Ulcerative lichen planus (ULP)(also called erosive) is a rare variant of lichen planus. Similar to classic lichen planus, the cause of ULP is largely unknown. Ulcerative lichen planus typically involves the oral mucosa or genitalia but rarely may present as ulcerations on the palms and soles. Clinical presentation usually involves a history of chronic ulcers that often have been previously misdiagnosed and resistant to treatment. Ulcerations on the plantar surfaces frequently cause severe pain and disability. Few cases have been reported and successful treatment is rare.
Case Report
A 56-year-old man was referred by podiatry to the dermatology clinic for evaluation of painful ulcerations involving the dorsal and plantar surfaces of the right great toe as well as the second to third digits. The ulcers had been ongoing for 8 years, treated mostly with local wound care without clinical improvement. His medical and family history was considered noncontributory as a possible etiology of the ulcers; however, he had been taking ibuprofen intermittently for years for general aches and pains, which raised the suspicion of a drug-induced etiology. Laboratory evaluation revealed positive hepatitis B serology but was otherwise unremarkable, including normal liver function tests and negative wound cultures.
Physical examination revealed a beefy red, glazed ulceration involving the entire right great toe with extension onto the second and third toes. There was considerable scarring with syndactyly of the second and third toes and complete toenail loss of the right foot (Figure 1). On the insteps of the bilateral soles were a few scattered, pale, atrophic, violaceous papules with overlying thin lacy white streaks that were reflective of Wickham striae. Early dorsal pterygium formation also was noted on the bilateral third fingernails. Oral mucosal examination revealed lacy white plaques on the bilateral buccal mucosa with a large ulcer of the left lateral tongue (Figure 2). No genital or scalp lesions were present.
Histologic examination of a papule on the instep of the right sole demonstrated a dense lichenoid lymphocytic infiltrate in the papillary dermis with basal vacuolar degeneration and early focal Max-Joseph space formation. Additionally, there was epidermal atrophy with mild hypergranulosis and scattered necrotic keratinocytes (Figure 3). A similar histologic picture was noted on a biopsy of the buccal mucosa overlying the right molar, albeit with epithelial acanthosis rather than atrophy.
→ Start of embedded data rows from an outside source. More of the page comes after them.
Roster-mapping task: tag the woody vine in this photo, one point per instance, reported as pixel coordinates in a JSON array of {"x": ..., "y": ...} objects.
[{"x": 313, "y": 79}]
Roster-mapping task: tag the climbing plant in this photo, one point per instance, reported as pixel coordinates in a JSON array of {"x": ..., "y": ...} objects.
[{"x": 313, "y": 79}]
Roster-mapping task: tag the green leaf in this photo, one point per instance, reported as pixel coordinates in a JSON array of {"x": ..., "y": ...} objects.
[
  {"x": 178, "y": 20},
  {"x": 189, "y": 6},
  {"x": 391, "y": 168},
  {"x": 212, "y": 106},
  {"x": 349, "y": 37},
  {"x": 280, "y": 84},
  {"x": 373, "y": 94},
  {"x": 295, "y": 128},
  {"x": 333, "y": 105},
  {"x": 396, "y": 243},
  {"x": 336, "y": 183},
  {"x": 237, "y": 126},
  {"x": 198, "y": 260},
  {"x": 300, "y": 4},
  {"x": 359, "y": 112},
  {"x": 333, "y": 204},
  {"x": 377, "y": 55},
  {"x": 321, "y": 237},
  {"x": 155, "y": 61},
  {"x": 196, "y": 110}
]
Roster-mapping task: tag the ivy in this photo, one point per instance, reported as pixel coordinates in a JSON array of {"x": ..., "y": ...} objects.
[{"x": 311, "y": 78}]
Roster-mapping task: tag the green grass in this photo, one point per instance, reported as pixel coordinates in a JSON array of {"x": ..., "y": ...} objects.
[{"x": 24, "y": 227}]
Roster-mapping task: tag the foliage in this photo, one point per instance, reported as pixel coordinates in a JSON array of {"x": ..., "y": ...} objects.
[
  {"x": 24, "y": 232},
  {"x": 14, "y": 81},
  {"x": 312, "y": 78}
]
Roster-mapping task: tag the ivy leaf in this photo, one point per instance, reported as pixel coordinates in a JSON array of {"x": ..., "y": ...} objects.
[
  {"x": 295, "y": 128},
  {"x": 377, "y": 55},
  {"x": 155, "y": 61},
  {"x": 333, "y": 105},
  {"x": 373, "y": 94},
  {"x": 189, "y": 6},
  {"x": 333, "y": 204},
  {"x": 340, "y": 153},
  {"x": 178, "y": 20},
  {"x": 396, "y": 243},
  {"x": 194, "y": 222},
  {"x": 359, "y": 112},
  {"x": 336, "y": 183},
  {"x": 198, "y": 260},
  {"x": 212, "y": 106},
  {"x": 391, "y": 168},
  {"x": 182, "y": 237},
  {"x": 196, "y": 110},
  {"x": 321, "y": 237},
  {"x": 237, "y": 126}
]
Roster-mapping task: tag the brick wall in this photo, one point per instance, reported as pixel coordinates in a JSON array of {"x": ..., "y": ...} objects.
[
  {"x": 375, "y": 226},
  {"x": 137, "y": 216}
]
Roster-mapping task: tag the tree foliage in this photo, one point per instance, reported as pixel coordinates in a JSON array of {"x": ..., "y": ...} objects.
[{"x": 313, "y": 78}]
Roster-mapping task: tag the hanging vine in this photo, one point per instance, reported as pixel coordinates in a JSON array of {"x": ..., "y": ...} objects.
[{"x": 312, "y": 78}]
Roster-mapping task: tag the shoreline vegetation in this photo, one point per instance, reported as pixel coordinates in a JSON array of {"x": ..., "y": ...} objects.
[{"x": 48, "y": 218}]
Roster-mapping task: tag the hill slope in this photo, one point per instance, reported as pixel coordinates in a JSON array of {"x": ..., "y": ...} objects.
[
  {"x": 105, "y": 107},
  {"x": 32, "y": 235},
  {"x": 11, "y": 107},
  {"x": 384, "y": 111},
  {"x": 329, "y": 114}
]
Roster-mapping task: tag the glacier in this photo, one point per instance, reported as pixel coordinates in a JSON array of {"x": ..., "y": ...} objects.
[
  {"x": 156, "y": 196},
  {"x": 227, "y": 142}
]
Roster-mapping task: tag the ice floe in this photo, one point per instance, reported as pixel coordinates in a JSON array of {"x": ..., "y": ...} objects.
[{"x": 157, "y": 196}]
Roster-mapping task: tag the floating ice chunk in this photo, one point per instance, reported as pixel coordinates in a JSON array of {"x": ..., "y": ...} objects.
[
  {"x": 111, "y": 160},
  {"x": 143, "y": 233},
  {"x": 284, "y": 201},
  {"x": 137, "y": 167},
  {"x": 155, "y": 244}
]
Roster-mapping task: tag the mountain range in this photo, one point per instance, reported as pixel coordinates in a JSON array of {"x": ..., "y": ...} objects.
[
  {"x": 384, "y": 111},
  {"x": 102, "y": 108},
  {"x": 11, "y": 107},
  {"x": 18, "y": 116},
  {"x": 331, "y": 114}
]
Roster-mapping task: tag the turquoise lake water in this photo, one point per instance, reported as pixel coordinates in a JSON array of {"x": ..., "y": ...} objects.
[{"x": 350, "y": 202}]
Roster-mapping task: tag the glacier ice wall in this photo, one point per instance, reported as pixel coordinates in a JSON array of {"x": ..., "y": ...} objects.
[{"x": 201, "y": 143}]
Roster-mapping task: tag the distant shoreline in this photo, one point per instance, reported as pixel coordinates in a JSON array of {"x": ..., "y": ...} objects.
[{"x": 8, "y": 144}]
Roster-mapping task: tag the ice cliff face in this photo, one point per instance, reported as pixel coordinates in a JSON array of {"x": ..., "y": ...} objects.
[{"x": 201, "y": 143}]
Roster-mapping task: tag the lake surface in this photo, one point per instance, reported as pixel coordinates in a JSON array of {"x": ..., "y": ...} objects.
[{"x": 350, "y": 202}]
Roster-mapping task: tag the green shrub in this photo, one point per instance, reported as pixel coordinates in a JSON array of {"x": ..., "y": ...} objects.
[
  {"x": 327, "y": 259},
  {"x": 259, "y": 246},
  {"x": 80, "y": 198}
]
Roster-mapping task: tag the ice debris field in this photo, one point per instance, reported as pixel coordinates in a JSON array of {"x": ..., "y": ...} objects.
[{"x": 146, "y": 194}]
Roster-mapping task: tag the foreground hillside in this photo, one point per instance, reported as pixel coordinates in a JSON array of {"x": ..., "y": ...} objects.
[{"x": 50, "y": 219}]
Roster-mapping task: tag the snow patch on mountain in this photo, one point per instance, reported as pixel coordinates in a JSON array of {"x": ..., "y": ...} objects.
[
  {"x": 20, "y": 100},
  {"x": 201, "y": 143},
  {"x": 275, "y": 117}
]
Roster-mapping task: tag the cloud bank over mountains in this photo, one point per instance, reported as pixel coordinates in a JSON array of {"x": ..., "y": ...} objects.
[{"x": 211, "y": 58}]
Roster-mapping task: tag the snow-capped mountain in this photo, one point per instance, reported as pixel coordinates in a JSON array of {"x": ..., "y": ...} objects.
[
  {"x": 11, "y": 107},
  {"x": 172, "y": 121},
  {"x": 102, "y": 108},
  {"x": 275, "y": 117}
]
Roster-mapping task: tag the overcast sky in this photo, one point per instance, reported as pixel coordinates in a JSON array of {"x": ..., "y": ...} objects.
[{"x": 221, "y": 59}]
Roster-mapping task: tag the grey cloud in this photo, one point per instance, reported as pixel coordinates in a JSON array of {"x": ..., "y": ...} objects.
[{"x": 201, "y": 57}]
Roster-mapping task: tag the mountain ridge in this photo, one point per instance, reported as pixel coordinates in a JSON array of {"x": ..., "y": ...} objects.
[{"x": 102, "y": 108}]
Based on initial clinical suspicion for ULP, we suggested that our patient discontinue ibuprofen and started him on a regimen of oral prednisone 40 mg once daily and clobetasol ointment 0.05% applied twice daily to the plantar ulceration, both for 2 weeks. Dramatic improvement was noted after only 2 weeks of treatment. This regimen was then switched to oral doxycycline 100 mg twice daily combined with tacrolimus ointment 0.1% applied twice daily to the plantar ulceration to avoid side effects of prolonged steroid use. Topical therapies were not used for the mucosal lesions. At 4-week follow-up, the patient continued to demonstrate notable clinical response with a greater than 70% physician-assessed improvement in ulcer severity (Figure 4) and near-complete resolution of the oral mucosal lesions. Our patient also reported almost complete resolution of pain. By 4-month follow-up, complete reepithelialization and resolution of the ulcers was noted (Figure 5). This improvement was sustained at additional follow-up 1 year after the initial presentation.